Прямо вдоль по аллее огромный гогочущий бородач силой тащил сеньориту Долорес. Девушка вырывалась, кричала, плакала, но это, похоже, только раззадоривало бородача, и с каждым шагом он становился только веселее и веселее.
Сеньорита Долорес рванулась еще раз, оставила в руках бородача изрядный кусок платья и помчалась вдоль по аллее. Себастьян испуганно снова спрятался в кусты, а когда выглянул, ее уже снова поймали и силой тащили прямо к нему.
Себастьян замер. Он очень рассчитывал, что все как-нибудь обойдется. Появится сеньор Сесил или сеньора Тереса, и бородач поймет, что ошибся и что с благородной сеньоритой так поступать нельзя. Но никто не приходил, а бородач все приближался.
Он подошел совсем близко и теперь просто подхватил брыкающуюся сеньориту Долорес и, гогоча и выбирая взглядом удобное место, прорывался сквозь линию кустов — прямо напротив Себастьяна.

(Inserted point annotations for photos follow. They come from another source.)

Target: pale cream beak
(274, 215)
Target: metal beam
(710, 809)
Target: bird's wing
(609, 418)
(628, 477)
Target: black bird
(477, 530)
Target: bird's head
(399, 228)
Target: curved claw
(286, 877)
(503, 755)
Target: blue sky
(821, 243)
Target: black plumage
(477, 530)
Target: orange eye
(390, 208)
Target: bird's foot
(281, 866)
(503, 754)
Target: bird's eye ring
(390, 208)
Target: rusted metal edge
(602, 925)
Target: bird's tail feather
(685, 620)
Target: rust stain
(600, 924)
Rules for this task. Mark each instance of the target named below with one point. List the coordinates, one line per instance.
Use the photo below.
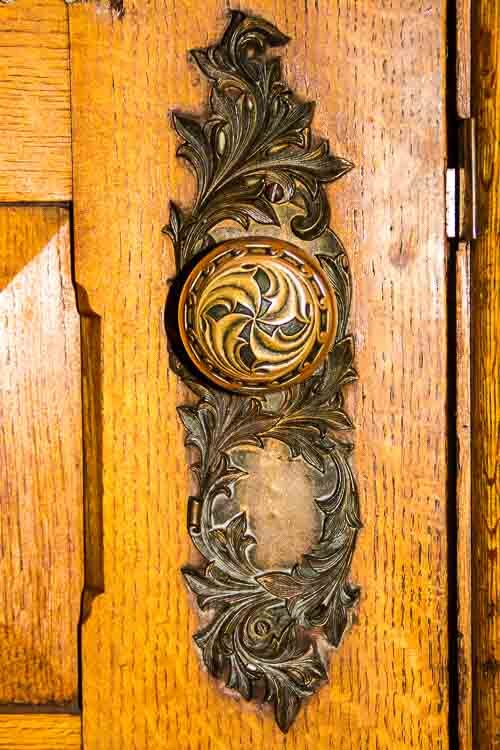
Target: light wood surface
(377, 72)
(40, 459)
(463, 497)
(35, 109)
(486, 378)
(463, 57)
(40, 732)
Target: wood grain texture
(40, 459)
(463, 495)
(35, 122)
(486, 378)
(376, 69)
(463, 57)
(40, 732)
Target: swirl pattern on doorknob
(257, 314)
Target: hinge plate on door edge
(461, 186)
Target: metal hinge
(461, 186)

Скользнул взглядом по нему, на секунду удивился, а потом рассмеялся и потянулся к висящему на поясе ножу.
Себастьян испугался так сильно, что у него подогнулись колени, и, словно отталкиваясь от этого кошмара, он выбросил руки вперед, и его отточенные до состояния бритвы садовые ножницы вошли бородачу в живот.
Мужчина выкатил глаза, что-то пробормотал, недоуменно посмотрел вниз, на мгновенно ставшую бурой рубаху, покачнулся, выпустил сеньориту Долорес и повалился лицом вниз.
Сеньорита Долорес всхлипнула и судорожно прижалась к ногам садовника. Он опустил голову и посмотрел на свою госпожу, а затем снова на раскинувшего руки, словно в попытке обнять всю землю, бородача.